# Got gigastudio duduk samples



## hkapoor (Aug 15, 2006)

Hi all,

I recently got myself gigastudio duduk sample library. need to find dudk.nki. any help will be greatly appreciated.

regards

- Hemant Kapoor


----------



## Thonex (Aug 15, 2006)

East West Ra has a very nice and complete set of duduk patches. That's the only library I'm familiar with such a complete duduk. 

Ra isn't cheap though... it has many other ethnic instruments... so it may not be a soution for you $$-wise.

Cheers,

T


----------



## kotori (Aug 15, 2006)

How about converting the gigastudio library you have to an NKI? Have you tried that?


----------



## Thonex (Aug 15, 2006)

kotori @ Tue Aug 15 said:


> How about converting the gigastudio library you have to an NKI? Have you tried that?


Of course... there's that too :lol:


----------



## hkapoor (Aug 16, 2006)

Hi Nils,

I load the gigastudio file by simply double clicking it in kontakt browser. It loads all the samples correctly. What I find missing are the settings like envelop, effects etc which are instrument specific. Now if I save this instrument, it does get saved as a sample folder and .nki instrument patch. But this patch doesn't contain any envelop etc. in it.

Is this what you mean by coverting .gig to .nki? Or do you mean to say I should use some sample converter like extreme sampler to convert .gig into .nki and then try loading that to retain the patch settings.

Please enlighten me if I missed anything here.

Regards

- Hemant Kapoor


----------



## Waywyn (Aug 16, 2006)

do you have kontakt 2?

you have to mark the program or sampleset of gigasamples and hit the button "import". then the samples will be converted.

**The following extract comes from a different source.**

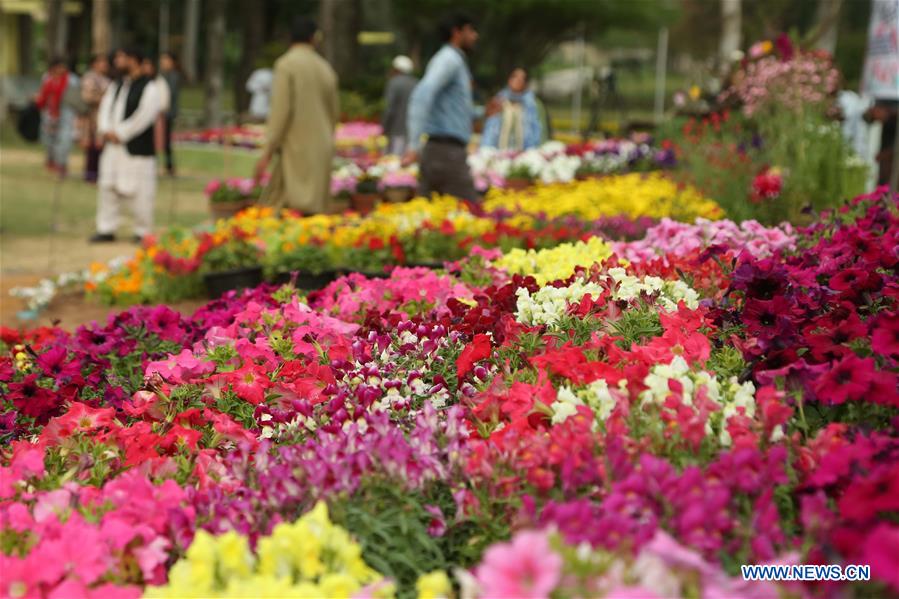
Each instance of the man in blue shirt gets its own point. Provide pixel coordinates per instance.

if you just load in the gigasamples you have a temporary usable set but no conversion.


----------



## hkapoor (Aug 16, 2006)

Yes I did try that. Only envelop setting is retained and that too not accurate. all setting like lfo, filter, modulation, effects etc are missing.

Regards

- Hemant Kapoor


----------



## hkapoor (Aug 16, 2006)

and yes,

I am working on kontakt 2.1.

Regards


----------